A quick reading of this disclosure reveals three misleading statements:

1. Mercury is not simply “supporting” Proposition 17. Mercury wrote the initiative and has put in 99% of the more than $7.25 million that Mercury’s campaign committee has reported receiving (the rest comes from insurance agents). Perhaps because virtually all newspapers have editorialized against Proposition 17, Mercury’s management seems to be trying to put a little distance between itself and its creation. But in my mind, there is a major difference between “support” and “sponsorship.” I wonder how many shareholders would have preferred to be consulted by management before the company went ahead with this cynical multimillion-dollar boondoggle? The management plans to spend an additional amount – likely in the millions – between now and Election Day. Don’t they owe Mercury’s shareholders an estimate of how much more they plan to spend? Or perhaps the shareholders think that the surcharges Mercury will be allowed to collect under 17 will be good for the bottom line.

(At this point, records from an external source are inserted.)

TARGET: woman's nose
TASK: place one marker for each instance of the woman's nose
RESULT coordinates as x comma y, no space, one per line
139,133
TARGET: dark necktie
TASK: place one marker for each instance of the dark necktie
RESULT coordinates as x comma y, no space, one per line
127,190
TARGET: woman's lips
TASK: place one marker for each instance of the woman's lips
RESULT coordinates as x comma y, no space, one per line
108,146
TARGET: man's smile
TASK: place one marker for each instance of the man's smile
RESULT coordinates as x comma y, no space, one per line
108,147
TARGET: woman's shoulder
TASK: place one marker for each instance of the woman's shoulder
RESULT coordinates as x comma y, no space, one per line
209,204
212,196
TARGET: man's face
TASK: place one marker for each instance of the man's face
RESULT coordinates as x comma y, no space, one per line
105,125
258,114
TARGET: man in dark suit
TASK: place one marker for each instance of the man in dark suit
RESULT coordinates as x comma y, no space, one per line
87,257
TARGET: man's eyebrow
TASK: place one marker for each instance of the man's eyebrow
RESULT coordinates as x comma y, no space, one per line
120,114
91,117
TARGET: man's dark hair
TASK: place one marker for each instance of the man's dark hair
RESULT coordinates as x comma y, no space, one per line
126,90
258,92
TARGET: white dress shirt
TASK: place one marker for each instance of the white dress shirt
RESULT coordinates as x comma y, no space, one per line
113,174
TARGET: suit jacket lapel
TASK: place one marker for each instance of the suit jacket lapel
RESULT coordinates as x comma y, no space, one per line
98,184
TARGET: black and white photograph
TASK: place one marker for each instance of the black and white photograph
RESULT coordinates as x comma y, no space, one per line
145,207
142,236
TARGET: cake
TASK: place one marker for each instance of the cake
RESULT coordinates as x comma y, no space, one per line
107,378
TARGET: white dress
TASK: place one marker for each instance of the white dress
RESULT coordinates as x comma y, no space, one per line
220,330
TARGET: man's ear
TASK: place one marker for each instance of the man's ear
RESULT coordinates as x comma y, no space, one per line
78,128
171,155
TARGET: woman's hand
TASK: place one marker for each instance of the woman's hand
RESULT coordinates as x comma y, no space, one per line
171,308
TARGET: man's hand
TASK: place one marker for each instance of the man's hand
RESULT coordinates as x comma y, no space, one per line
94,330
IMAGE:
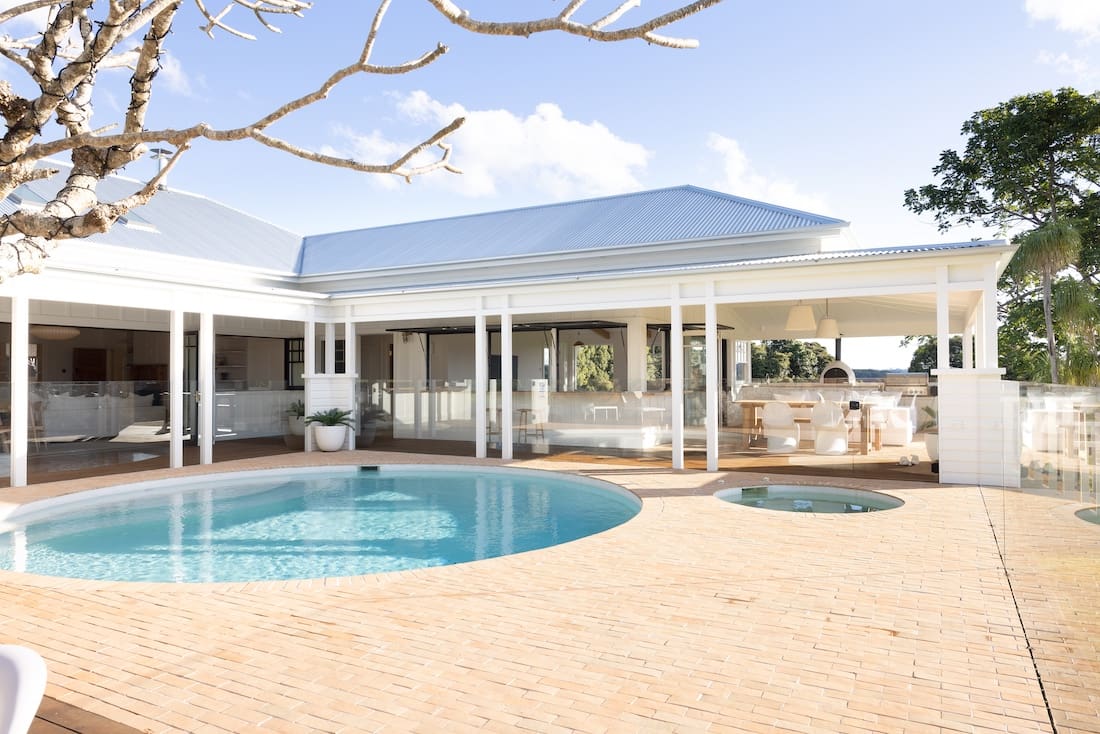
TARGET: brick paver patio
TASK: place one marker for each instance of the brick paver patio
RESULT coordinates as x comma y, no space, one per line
695,615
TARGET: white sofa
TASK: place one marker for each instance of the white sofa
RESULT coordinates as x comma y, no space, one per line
78,417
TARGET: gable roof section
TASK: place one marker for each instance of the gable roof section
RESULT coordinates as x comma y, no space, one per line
670,215
189,226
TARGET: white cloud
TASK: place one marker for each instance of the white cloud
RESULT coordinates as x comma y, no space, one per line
545,152
740,178
174,77
1082,73
1080,17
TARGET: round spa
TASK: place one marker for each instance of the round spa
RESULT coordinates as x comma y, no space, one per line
306,523
1089,515
810,499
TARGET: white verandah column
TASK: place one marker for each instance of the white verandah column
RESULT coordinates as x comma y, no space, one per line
176,389
481,385
713,381
943,326
208,395
506,380
20,386
677,376
309,369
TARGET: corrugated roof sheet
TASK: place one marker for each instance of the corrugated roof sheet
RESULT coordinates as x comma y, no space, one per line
187,225
668,215
722,265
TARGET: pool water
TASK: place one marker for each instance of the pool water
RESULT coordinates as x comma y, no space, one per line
298,524
810,499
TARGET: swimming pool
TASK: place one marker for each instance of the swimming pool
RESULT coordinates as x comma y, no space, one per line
810,499
306,523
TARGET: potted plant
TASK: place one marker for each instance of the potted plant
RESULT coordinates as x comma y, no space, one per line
930,426
296,418
330,428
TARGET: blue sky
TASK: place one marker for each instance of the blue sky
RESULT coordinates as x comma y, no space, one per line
831,107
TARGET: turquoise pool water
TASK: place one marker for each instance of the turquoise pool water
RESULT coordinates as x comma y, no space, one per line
810,499
298,524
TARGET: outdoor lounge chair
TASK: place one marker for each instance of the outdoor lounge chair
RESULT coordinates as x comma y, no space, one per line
22,685
779,427
831,431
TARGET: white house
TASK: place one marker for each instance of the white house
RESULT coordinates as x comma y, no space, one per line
189,298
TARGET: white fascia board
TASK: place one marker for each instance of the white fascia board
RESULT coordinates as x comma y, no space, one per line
813,266
100,258
105,261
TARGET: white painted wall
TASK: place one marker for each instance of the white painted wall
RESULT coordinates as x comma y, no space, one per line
979,427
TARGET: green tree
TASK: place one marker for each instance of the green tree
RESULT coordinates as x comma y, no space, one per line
1031,165
595,368
788,360
926,354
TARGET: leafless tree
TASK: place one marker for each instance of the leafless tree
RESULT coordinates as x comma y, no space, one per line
80,39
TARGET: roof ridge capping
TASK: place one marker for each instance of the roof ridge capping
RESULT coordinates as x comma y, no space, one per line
818,219
823,219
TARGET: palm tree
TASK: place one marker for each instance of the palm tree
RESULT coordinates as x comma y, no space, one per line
1047,250
1078,315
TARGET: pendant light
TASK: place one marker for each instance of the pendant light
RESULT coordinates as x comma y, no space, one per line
801,318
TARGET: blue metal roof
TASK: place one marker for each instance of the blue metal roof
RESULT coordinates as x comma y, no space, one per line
670,215
186,225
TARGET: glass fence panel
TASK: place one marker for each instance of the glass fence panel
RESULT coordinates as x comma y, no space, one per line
441,411
253,423
1059,439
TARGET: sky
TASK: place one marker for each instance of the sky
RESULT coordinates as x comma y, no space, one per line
835,108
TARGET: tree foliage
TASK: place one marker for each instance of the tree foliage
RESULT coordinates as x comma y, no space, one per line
595,368
926,355
1031,167
783,360
79,39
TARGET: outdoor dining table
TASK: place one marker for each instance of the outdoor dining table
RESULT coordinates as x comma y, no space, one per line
749,417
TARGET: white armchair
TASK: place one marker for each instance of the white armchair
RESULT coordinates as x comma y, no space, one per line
22,685
831,431
779,427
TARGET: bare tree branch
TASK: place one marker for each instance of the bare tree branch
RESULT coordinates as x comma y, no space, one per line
563,23
63,62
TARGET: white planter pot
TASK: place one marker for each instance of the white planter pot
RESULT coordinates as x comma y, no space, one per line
329,438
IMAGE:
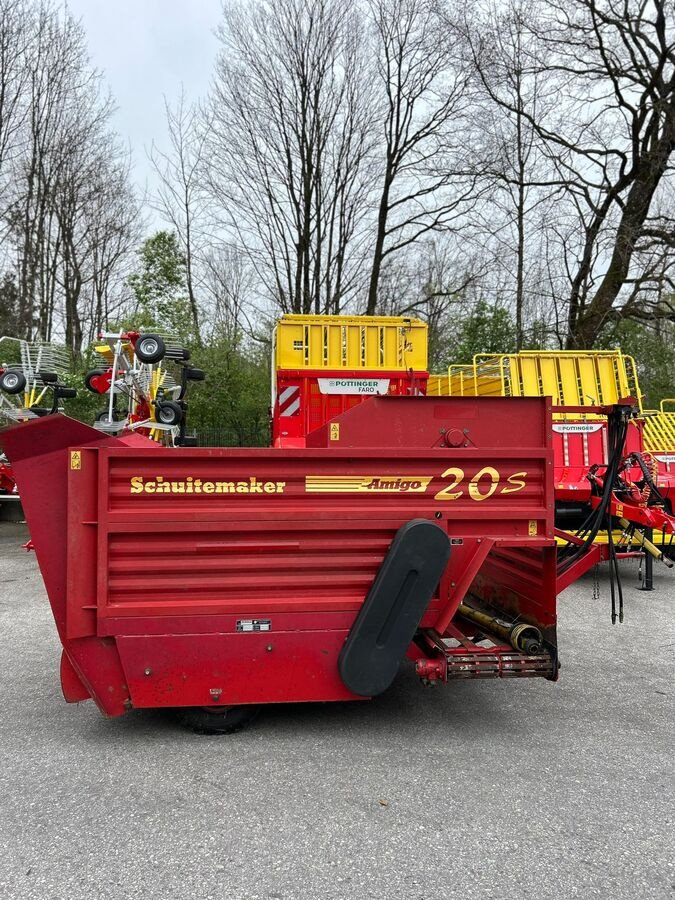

2. Mercury suggests that the California DOI is responsible for preventing the company from offering “discounts” that Proposition 17 would authorize. Wrong: it’s California law, which, since the passage of Proposition 103 in 1988, bars insurance companies from considering a person’s history of prior coverage when setting premiums. The voters prohibited the practice because it led to massive surcharges and more uninsured motorists on the road. Mercury got caught violating that law and was forced to stop doing so by the Insurance Commissioner and the courts.

3. Here’s a favorite: Mercury says, “there are consumer activist groups both supporting and opposing the initiative.” But legitimate consumer organizations like Consumer Watchdog and Consumers Union, the non-profit publisher of Consumer Reports magazine are all opposed to 17. Mercury has listed “Consumers First” and several other supposed “consumer groups” as supporting 17, but when researched and investigated by journalists, it turns out these organizations are either phony groups created by public relations firms or are run by spokespeople paid by Mercury.

Three more reasons why you can’t trust Mercury Insurance or Proposition 17.

Reason #11 Why You Can’t Trust Mercury Insurance (or 17)

May 4th, 2010

Anyone who’s been following the sordid story of Mercury Insurance, the sponsor of Proposition 17, will not be surprised that the company’s first salvo of thirty second TV ads is an attempted fraud on the voters. The spectacle of Mercury referring voters to deceptive statements made by its own paid spokespeople – as if they were taken from the factual analysis prepared by the Attorney General for the official voter guide – caught the attention of the Los Angeles Times, which posted this condemnation of the ads tonight. And we hear from our sources that Mercury is about to dump a load of Prop 17 disinformation on its own policyholders any day now.

This is the company that just a few weeks ago was accused by state regulators of overcharging its own customers and dozens of other violations of state insurance laws. That came on top of reports of previous investigations which concluded that the company routinely penalized people for such risky activities as working out of their own homes.

Mercury’s ad buy – now over $7 million – is timed to coincide with the beginning of absentee balloting. With virtually every newspaper in the state urging people to vote NO on 17, with no one but insurance agents appearing to defend Prop 17 against universal criticism by consumer and taxpayer advocates, Mercury apparently decided that deceit was the only alternative.  I don’t think it’s gonna work. Californians are instinctively suspicious when they start seeing slick thirty second ads promising lower insurance rates. Soon Mercury’s sponsorship will be discussed at office water coolers  and at dinner tables across the state. Then people will ask, “Since when does an insurance company spend millions to save me money?” The answer is obvious.